On coming down from the sanctuary one afternoon I heard the landlord's comic song, of which I have spoken above. It was about the musical instruments in a band: the trumpet did this, the clarinet did that, the flute went tootle, tootle, tootle, and there was an appropriate motion of the hand for every instrument. I was a little disappointed with it, but the landlord said I was too serious and the only thing that would cure me was to learn the song myself. He said the butcher had learned it already, so it was not hard, which indeed it was not. It was about as hard as:

The battle of the Nile I was there all the while At the battle of the Nile.

I had to learn it and sing it (Heaven help me, for I have no more voice than a mouse!), and the landlord said that the motion of my little finger was very promising.

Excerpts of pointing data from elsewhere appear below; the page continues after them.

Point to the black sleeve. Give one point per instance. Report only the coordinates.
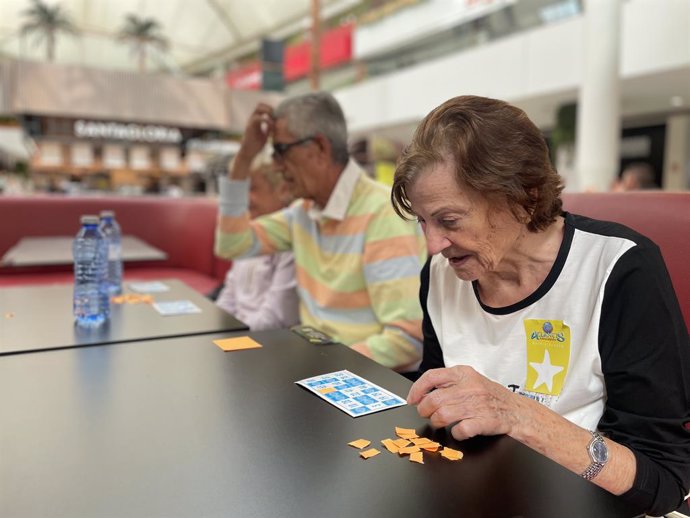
(645, 354)
(433, 355)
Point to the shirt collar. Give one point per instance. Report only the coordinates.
(336, 207)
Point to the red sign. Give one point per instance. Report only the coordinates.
(335, 49)
(247, 77)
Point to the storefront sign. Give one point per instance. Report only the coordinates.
(130, 132)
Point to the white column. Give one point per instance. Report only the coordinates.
(676, 175)
(598, 116)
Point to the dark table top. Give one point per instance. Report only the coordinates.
(56, 250)
(179, 428)
(34, 318)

The chestnuts are never better than after harvest, when they are heavy-laden with their pale green hedgehog-like fruit and alive with people swarming among their branches, pruning them while the leaves are still good winter food for cattle. Why, I wonder, is there such an especial charm about the pruning of trees? Who does not feel it? No matter what the tree is, the poplar of France, or the brookside willow or oak coppice of England, or the chestnuts or mulberries of Italy, all are interesting when being pruned, or when pruned just lately. A friend once consulted me casually about a picture on which he was at work, and complained that a row of trees in it was without sufficient interest. I was fortunate enough to be able to help him by saying: "Prune them freely and put a magpie's nest in one of them," and the trees became interesting at once. People in trees always look well, or rather, I should say, trees always look well with people in them, or indeed with any living thing in them, especially when it is of a kind that is not commonly seen in them; and the measured lop of the bill-hook and, by and by, the click as a bough breaks and the lazy crash as it falls over on to the ground, are as pleasing to the ear as is the bough-bestrewn herbage to the eye.

To what height and to what slender boughs do not these hardy climbers trust themselves. It is said that the coming man is to be toeless. I will venture for it that he will not be toeless if these chestnut-pruning men and women have much to do with his development. Let the race prune chestnuts for a couple of hundred generations or so, and it will have little trouble with its toes.

Of course, the pruners fall sometimes, but very rarely. I remember in the Val Mastallone seeing a votive picture of a poor lady in a short petticoat and trousers trimmed with red round the bottom who was falling head foremost from the top of a high tree, whose leaves she had been picking, and was being saved by the intervention of two saints who caught her upon two gridirons. Such accidents, however, and, I should think, such interventions, are exceedingly rare, and as a rule the peasants venture freely into places which in England no one but a sailor or a steeple-jack would attempt.

And so we left this part of Italy, wishing that more Hugo de Montboissiers had committed more crimes and had had to expiate them by building more sanctuaries.